Parent 2 second response: That is funny you mentioned the website I am already very involved, my daughter is on it xxxxxxxx not too far under lauren (who by the way is a great kid I met her last year at the world congress conference). I was just hoping and always looking, I am putting together a conference here on Long Island along with others from the foundation. If you are interested, it is July16-20 of this year. (Neither) my husband nor I are carriers and I have two healthy older children (17 & 14). Thank you for our response and time,
Parent #3: Sender's message: I am interested in reading Dorothy Warburton's 1991 Article (am. j. hum. genet 49:995-1013) Can you help me find the article. Also, your article where it references the above mentioned article appears to me to indicate that amino's are not effective to show if material is missing. My amino shows an inversion at 7(q.11.23-q22) and I am concerned that some material may be missing. I am interested in knowing if the amino can be relied upon to show no material is missing and if there is inversion will cause any problems to my unborn child. Any assistance will be greatly appreciated.

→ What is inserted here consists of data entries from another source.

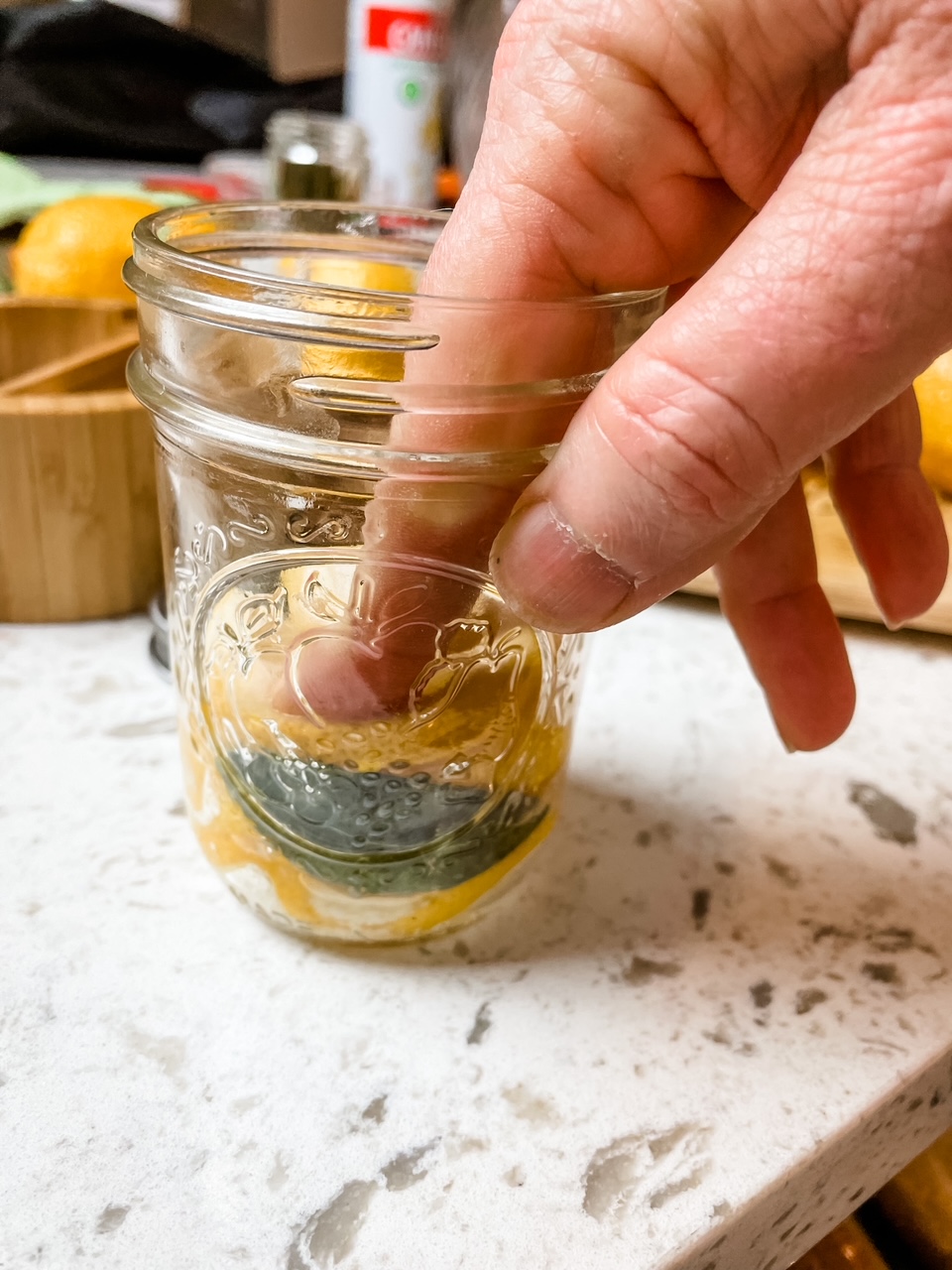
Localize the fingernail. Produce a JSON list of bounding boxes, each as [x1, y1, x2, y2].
[[490, 502, 635, 631]]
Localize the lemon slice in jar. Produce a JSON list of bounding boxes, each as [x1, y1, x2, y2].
[[915, 352, 952, 494], [300, 255, 416, 384]]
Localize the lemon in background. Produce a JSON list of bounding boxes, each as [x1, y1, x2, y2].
[[10, 194, 160, 304]]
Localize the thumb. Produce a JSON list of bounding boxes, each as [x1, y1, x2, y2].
[[493, 49, 952, 630]]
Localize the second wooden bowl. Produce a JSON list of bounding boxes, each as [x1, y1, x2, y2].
[[0, 300, 162, 622]]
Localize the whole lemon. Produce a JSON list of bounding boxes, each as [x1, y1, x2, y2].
[[915, 352, 952, 493], [10, 194, 159, 304]]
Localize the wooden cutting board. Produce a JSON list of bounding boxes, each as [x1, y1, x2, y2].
[[681, 480, 952, 635]]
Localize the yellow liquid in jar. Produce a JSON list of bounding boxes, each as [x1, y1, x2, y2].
[[182, 554, 568, 943]]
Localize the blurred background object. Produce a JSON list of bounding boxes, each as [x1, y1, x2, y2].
[[187, 0, 346, 83], [447, 0, 517, 179], [268, 110, 369, 203], [0, 0, 341, 164], [0, 299, 162, 622], [344, 0, 452, 207]]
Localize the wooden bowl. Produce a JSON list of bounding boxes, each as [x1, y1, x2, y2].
[[0, 299, 163, 622]]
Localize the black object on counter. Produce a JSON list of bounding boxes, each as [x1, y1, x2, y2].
[[0, 0, 341, 163]]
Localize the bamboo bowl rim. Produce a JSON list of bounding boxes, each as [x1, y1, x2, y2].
[[0, 389, 145, 421]]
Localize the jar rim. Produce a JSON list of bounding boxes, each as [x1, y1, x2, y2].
[[123, 200, 666, 317]]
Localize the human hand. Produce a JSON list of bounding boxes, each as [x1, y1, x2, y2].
[[426, 0, 952, 749]]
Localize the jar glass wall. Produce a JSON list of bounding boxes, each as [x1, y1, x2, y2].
[[127, 204, 663, 943]]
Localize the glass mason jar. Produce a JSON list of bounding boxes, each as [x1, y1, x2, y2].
[[126, 203, 663, 943]]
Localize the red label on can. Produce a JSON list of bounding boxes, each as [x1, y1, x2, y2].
[[367, 9, 447, 63]]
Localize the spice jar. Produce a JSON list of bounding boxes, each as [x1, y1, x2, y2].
[[126, 203, 663, 943], [266, 110, 369, 203]]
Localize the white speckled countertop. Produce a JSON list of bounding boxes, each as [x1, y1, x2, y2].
[[0, 603, 952, 1270]]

Response to Parent #3 The article by Dorothy Warburton is from the American Journal of Human Genetics Volume 49 pages 995-1013. It is a technical paper and in all probability it will not be of great use to you regarding your child. You will not find much information on the inversion (7)(q11q22) because it is considered a normal variant. This translocation is a common one found in people of all nationalities. It has not been associated with any birth defects.
The amniocentesis and cytogenetic analysis of the fetal cells can tell you about structural rearrangements but it cannot tell you if material is missing at either end of the translocation. This would only be a problem if the break went through a gene but there is a lot of "junk" DNA between genes......only 2% of the human genome DNA is coding DNA.
You did not mention if you and the baby's father had your chromosomes analyzed after the inversion was discovered. If one of you also has the inversion there should be no reason to suspect a problem in the baby. If you did not have the tests then you should request they be done. If one of you have the inversion, it is considered a familial inversion and cause no problem.
If it is a de novo (new) inversion then it is (remotely) possible that it involves missing material at one or both break points.
Why did you have the amniocentesis? Was it for your age related risk or because of a maternal serum screen? If it was because an ultrasound revealed a possible problem then we might suspect that the inversion is a de novo inversion and therefore it might be the cause of a problem.